Nitish knows it very well that hardly any other chief minister would push his case as several of them are themselves in the queue and seeking the same demand. Now the chief ministers of Goa, Odisha, Rajasthan and Jharkhand have publically demanded special status considering their backwardness. Granting special status to Bihar may open a Pandora’s box for the centre.

But the demand would definitely brighten the pro development regional satrap politician looking beyond identity politics of Hindi heartland. No political party in the state can afford to ignore this demand at any forum. “Nitish has virtually hijacked this whole issue and made it his own party agenda. He even sidelined the alliance partner BJP in this campaign,” said, Abdul Bari Siddiqui, the leader of opposition in the state.

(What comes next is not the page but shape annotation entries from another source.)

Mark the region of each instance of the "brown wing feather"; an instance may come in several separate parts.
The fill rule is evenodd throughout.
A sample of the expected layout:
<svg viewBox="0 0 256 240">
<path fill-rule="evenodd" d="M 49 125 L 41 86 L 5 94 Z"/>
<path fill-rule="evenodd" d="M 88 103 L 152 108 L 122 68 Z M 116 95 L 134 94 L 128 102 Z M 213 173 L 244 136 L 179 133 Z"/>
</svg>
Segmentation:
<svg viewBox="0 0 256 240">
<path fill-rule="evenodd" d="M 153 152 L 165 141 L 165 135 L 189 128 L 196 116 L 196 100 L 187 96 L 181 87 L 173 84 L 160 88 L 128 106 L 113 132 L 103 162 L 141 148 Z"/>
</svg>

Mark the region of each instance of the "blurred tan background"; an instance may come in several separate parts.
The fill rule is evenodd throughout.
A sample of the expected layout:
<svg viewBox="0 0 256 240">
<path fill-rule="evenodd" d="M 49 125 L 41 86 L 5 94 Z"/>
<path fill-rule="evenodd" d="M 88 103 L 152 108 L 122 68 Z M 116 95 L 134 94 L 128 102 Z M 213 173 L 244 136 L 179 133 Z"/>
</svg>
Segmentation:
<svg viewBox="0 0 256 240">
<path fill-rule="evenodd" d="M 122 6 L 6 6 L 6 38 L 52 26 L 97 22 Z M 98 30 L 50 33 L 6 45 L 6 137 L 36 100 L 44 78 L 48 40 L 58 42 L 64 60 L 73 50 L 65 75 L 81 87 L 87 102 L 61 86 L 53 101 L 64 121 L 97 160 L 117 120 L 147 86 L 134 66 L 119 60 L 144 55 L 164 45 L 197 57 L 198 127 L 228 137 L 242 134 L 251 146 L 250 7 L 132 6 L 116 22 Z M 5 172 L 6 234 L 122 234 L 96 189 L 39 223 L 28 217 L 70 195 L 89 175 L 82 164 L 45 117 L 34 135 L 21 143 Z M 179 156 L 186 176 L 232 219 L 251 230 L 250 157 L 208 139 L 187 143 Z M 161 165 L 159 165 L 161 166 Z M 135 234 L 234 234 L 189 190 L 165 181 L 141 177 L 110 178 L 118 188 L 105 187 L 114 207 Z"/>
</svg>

However, the CPI ML, which organized almost an equally huge Parivartan rally on Nov 9 tends to have a slightly different take on the issue. Said its general secretary, Dipankar Bhattacharya: “Corruption and loot have increased in most of the states of north-east which got the special status. Hardly anyone of them has developed. As the central grants have increased various gangs have started indulging in extortion business.”

Political observers feel that this whole move is not to create pressure on government at the Centre but to show strength and dictate their terms to senior ally BJP.

Even in the rally he openly announced that his party would support only that government at the Centre, which would promise special category status to the state. This clearly gives a signal that JD(U) can not be trusted as committed ally any more. The party’s role in the selection of prime ministerial candidate can’t be taken very lightly.

To create pressure on the Centre, Nitish announced a similar rally at Ramlila Maidan in March next. This could be his major exercise to project himself as prime ministerial candidate before parliamentary election 2014. He would try to encash his political persona at the best created in last couple of years. It is clearly evident that in the game of numbers he would stand nowhere as his party has major presence in only one state.

Conceiving his larger role and giving his political demand some credential, he extended the demand to some more backward states. He even suggested, if possible government should consider changing the critera to accommodate some more backward states under this fold for inclusive growth.

But only time would tell how other regional satraps would take his words. It is a fact that two major political parties, Congress and BJP would keep aloof as this demand will boomerang on them.

Nitish may be eyeing to grab the leadership of third front. But the larger question is: how other regional parties would take him. Certainly he is preparing for a bigger battle in 2014 election.